The ensemble cast of “End of the World” continues to be brilliant in season two. Old favorites such as James’ funny and empathetic father (Steve Oram) and Alyssa’s over-the-top and vain, but ultimately caring, mom (Christine Bottomley) make an appearance again, but this time their relationships with their children are stronger. Alyssa’s fiancé Todd (Josh Dylan) and her aunt (Alexandria Riley) provide comic relief, as well as a voice of reason as Alyssa acts out and makes rash decisions.
While this season is a dramatic comedy, it is written about and for people in pain. Even during dramatic, violent scenes, a melancholy soundtrack of oldies scores the series. Notable tracks include the classic song “Smile” (composed by Charlie Choplin) and the doleful acoustic tune “At Seventeen” by Janis Ian.

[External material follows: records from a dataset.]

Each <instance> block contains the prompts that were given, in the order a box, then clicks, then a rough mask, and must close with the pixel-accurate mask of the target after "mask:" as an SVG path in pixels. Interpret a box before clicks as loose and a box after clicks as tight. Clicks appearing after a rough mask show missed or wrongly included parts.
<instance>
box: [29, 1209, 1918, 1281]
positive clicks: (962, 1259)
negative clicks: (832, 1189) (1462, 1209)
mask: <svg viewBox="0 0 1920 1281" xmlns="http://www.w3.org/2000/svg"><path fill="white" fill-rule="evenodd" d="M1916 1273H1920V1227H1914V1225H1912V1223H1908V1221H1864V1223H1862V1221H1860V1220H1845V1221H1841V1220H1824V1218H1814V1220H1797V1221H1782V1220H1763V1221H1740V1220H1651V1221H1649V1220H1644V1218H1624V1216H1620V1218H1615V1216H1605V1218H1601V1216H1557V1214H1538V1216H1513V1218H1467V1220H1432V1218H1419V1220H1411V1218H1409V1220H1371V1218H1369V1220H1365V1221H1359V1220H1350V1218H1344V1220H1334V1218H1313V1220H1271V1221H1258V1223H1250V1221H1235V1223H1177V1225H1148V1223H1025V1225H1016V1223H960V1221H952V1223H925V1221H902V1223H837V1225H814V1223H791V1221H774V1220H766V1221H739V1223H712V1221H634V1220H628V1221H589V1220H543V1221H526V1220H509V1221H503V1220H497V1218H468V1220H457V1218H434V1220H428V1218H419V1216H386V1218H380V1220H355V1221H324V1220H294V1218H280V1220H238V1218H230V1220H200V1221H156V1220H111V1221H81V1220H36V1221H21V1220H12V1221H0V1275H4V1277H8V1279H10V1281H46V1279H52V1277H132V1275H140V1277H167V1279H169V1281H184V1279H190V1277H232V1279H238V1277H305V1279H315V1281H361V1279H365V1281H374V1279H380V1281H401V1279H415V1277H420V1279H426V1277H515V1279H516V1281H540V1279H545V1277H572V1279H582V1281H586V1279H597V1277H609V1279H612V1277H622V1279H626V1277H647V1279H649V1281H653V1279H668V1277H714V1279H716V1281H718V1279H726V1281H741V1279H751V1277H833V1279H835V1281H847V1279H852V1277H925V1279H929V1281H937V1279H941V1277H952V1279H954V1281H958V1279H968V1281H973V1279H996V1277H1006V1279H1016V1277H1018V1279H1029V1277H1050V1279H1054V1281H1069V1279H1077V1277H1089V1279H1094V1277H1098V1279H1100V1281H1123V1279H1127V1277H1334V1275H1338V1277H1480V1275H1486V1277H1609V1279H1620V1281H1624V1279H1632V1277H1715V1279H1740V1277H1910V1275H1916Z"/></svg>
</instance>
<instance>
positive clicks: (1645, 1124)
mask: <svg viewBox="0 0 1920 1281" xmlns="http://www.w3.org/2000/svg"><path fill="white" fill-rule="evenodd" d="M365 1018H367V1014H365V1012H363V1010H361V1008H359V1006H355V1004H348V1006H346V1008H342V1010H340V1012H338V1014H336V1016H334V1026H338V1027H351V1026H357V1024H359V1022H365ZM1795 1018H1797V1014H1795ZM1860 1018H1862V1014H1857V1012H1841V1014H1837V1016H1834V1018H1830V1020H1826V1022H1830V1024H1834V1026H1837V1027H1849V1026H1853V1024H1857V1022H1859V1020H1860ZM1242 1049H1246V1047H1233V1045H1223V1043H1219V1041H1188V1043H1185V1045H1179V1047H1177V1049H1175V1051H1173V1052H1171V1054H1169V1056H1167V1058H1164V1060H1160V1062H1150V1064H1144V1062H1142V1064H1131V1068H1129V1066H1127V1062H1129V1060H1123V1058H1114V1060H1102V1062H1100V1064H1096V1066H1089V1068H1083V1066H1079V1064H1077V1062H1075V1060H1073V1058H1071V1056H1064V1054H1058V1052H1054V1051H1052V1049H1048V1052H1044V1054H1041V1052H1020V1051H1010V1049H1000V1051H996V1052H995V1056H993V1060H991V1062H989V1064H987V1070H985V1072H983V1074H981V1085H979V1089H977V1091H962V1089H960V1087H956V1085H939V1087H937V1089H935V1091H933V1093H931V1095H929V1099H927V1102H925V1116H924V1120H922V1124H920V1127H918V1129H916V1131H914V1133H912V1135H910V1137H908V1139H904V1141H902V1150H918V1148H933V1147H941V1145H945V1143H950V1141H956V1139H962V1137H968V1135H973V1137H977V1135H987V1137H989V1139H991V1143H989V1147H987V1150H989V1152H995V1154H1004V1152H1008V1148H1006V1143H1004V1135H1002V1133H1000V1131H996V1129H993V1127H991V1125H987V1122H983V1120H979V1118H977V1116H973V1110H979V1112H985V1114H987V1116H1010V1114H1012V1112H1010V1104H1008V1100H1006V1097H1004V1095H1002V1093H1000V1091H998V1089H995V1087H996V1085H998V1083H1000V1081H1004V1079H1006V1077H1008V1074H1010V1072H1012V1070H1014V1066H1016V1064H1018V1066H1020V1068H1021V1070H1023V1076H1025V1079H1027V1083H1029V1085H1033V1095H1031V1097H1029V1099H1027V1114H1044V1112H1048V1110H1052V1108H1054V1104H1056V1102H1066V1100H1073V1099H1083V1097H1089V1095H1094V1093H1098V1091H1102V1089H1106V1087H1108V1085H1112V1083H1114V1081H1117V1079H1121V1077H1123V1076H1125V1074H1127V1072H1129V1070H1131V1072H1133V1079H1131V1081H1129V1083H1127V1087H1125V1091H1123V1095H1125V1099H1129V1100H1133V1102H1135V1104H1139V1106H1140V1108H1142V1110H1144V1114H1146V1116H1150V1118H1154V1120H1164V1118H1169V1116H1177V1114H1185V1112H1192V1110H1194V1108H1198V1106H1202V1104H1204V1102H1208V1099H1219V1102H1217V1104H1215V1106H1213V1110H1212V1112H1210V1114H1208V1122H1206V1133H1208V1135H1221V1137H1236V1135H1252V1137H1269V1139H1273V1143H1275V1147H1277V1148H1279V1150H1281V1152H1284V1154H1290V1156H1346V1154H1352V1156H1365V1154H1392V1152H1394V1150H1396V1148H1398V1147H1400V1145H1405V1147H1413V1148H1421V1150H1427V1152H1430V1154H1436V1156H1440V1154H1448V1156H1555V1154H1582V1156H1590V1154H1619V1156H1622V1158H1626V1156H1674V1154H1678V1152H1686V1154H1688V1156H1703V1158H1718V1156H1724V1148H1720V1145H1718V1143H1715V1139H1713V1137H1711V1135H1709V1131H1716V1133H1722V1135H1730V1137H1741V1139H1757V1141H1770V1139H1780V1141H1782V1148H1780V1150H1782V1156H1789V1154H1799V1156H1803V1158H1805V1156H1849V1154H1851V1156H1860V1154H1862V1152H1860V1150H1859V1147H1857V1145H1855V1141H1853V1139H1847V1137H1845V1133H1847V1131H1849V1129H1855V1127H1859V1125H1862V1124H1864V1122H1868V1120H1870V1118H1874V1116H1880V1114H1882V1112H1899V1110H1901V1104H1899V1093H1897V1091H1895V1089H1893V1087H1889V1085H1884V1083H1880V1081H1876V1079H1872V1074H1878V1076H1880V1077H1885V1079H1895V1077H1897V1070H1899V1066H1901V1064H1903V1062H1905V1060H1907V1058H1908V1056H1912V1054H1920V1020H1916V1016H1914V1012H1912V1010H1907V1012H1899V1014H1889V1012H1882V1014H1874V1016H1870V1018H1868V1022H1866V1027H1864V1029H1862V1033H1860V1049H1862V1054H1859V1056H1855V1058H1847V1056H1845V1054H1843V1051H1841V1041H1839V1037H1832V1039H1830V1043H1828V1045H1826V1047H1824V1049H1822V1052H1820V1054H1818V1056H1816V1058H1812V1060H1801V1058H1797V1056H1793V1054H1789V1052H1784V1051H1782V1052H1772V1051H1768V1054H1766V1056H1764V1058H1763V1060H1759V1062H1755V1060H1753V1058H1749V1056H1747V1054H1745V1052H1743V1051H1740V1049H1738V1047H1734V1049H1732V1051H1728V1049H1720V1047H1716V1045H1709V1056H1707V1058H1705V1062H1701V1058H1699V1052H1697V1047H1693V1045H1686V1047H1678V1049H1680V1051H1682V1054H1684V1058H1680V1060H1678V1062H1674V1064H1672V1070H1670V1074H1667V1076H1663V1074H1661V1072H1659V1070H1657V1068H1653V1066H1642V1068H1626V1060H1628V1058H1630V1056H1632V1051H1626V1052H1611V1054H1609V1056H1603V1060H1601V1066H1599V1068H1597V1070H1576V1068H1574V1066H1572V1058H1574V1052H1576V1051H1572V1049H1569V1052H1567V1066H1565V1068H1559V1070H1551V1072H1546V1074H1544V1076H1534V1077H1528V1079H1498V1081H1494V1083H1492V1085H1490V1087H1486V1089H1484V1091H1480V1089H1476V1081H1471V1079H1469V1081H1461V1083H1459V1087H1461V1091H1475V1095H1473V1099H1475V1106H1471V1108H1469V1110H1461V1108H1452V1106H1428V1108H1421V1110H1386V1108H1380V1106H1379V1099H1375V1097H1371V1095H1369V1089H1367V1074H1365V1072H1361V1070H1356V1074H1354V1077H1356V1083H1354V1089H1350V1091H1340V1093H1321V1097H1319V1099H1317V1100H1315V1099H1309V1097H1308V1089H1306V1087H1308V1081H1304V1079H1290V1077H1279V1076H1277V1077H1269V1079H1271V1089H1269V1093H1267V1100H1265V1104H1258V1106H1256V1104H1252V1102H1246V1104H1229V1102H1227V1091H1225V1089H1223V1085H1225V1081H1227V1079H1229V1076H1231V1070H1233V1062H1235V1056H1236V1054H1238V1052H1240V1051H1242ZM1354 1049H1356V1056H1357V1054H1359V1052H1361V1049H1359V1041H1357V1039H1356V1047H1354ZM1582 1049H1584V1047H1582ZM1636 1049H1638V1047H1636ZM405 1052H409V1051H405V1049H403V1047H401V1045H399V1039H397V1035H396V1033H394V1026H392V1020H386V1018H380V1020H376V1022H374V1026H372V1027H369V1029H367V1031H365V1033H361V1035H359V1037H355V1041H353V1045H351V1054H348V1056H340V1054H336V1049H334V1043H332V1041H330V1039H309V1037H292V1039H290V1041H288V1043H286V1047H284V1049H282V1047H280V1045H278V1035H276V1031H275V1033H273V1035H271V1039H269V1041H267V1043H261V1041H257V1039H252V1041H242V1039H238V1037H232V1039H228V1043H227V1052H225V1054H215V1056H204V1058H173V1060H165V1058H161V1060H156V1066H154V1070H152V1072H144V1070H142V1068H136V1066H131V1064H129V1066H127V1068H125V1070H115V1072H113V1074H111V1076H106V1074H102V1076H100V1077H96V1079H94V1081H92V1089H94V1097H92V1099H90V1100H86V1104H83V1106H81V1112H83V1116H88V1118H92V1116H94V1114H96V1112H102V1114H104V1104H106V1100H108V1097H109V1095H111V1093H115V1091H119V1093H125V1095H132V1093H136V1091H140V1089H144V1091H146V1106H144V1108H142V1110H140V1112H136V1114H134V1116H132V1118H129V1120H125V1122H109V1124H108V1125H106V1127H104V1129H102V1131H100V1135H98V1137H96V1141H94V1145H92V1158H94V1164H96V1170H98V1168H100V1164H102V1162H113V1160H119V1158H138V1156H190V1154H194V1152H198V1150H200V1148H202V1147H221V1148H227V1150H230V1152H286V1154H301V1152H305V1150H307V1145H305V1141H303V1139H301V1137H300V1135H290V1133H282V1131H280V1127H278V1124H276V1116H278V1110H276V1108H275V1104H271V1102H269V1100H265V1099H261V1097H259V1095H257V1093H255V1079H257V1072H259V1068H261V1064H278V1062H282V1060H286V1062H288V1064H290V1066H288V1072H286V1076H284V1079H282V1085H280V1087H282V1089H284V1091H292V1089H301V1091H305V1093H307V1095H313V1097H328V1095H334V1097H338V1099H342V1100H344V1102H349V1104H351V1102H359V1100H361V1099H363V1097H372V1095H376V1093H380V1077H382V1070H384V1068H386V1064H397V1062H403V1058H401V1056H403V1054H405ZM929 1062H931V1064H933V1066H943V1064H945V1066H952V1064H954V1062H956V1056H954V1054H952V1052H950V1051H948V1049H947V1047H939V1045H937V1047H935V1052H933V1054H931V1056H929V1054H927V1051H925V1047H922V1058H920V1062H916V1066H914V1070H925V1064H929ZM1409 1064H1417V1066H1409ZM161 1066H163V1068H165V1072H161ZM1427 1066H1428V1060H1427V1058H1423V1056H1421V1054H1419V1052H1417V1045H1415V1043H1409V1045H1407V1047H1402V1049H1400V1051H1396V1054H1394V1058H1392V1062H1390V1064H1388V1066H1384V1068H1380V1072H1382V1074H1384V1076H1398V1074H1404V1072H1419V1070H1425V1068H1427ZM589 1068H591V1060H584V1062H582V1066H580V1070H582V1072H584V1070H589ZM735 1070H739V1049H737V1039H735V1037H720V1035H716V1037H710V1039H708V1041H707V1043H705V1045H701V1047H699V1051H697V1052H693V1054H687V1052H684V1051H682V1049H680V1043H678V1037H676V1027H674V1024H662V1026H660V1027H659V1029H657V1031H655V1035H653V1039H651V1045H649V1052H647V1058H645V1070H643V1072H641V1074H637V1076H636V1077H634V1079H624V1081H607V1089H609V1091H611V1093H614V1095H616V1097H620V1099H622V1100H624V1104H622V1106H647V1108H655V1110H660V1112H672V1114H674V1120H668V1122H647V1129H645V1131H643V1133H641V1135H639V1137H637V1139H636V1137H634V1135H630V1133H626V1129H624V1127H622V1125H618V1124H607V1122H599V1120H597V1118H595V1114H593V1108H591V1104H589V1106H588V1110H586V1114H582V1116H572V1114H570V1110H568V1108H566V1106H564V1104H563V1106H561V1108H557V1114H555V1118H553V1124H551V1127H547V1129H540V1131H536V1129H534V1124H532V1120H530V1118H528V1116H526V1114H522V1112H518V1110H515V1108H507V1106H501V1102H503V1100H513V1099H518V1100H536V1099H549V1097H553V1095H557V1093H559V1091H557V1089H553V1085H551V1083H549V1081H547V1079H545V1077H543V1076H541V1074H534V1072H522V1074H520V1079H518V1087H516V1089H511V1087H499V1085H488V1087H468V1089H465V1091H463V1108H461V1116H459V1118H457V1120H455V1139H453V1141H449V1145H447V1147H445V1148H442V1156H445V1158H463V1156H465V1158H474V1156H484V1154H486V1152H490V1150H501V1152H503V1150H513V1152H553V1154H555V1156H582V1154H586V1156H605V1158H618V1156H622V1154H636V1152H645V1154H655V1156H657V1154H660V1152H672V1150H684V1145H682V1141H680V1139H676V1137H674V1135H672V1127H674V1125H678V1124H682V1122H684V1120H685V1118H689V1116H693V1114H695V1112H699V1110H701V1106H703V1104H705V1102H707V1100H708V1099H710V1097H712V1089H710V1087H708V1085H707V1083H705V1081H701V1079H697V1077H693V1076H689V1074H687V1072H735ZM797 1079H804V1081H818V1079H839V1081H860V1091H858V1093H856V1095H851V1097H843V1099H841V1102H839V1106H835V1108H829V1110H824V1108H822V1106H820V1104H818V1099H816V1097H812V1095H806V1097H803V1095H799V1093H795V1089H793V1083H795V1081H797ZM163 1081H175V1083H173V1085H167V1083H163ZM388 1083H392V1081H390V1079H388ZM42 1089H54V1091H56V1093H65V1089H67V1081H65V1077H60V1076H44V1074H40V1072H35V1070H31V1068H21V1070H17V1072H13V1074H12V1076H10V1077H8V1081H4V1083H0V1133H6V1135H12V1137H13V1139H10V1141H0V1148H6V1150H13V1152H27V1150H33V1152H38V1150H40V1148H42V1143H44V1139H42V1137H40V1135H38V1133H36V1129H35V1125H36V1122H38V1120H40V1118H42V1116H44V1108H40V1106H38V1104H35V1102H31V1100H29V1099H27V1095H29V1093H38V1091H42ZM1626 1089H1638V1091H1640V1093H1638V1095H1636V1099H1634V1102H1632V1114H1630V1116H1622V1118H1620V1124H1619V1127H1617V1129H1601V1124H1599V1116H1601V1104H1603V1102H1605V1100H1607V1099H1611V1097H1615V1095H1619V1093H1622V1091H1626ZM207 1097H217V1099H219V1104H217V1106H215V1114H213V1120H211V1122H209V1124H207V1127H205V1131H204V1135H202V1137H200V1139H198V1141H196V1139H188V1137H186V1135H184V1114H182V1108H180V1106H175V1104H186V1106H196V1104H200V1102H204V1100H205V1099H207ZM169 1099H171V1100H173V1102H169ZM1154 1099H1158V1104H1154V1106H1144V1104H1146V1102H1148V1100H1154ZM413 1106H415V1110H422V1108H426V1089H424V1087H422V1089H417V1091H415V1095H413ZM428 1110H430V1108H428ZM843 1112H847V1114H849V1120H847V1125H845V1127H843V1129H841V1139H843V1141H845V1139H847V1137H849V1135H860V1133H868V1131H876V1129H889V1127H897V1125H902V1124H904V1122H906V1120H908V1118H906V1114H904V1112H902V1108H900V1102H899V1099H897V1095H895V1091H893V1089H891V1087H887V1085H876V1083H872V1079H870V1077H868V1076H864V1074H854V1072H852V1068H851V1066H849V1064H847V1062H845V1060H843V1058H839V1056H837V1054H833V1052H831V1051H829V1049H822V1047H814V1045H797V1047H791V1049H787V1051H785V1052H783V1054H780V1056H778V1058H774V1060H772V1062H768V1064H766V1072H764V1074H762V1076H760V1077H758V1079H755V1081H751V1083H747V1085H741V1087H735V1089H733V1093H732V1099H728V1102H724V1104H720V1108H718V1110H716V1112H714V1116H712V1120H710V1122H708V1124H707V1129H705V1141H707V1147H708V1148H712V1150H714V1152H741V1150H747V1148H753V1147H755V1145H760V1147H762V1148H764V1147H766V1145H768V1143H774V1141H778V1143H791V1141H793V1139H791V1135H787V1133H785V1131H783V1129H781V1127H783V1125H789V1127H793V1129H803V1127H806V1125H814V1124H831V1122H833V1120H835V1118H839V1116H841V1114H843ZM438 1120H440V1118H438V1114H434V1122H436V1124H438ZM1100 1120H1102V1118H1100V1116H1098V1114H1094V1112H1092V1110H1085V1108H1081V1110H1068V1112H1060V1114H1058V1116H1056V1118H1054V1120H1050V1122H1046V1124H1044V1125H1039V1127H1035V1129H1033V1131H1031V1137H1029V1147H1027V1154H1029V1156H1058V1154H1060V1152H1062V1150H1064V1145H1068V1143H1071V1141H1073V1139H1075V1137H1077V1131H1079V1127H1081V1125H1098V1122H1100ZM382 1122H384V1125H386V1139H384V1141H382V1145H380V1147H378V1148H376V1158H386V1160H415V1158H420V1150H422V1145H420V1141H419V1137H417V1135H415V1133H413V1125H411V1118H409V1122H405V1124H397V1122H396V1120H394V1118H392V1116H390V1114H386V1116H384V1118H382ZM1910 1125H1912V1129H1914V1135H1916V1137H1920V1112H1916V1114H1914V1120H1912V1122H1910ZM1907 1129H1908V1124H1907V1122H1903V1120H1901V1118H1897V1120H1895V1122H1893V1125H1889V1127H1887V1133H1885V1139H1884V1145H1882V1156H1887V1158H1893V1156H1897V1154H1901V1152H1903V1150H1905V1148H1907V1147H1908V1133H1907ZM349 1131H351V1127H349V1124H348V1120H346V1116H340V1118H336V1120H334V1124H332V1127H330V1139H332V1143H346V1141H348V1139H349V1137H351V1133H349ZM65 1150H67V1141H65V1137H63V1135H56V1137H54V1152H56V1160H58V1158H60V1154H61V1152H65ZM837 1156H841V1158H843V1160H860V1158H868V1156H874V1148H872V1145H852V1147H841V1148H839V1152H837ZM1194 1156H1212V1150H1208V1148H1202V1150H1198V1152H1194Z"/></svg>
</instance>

In this season’s arc and dialogue, there is so much more clarity and truth than in the previous season. Characters aren’t blinded by love or hate because they won’t let themselves be: they see where the extremes of either emotion can lead them. “End of the F***ing World” season two is a triumph. It is not only visually beautiful, it is also sad, realistic and extremely exciting. Equal parts banter, romance and suspense, season two is the balm needed to heal the wounds of season one. While it’s fun to watch characters be rash, awkward and murderous, it is even more exciting to watch them self-reflect, heal and realize what is hurting them.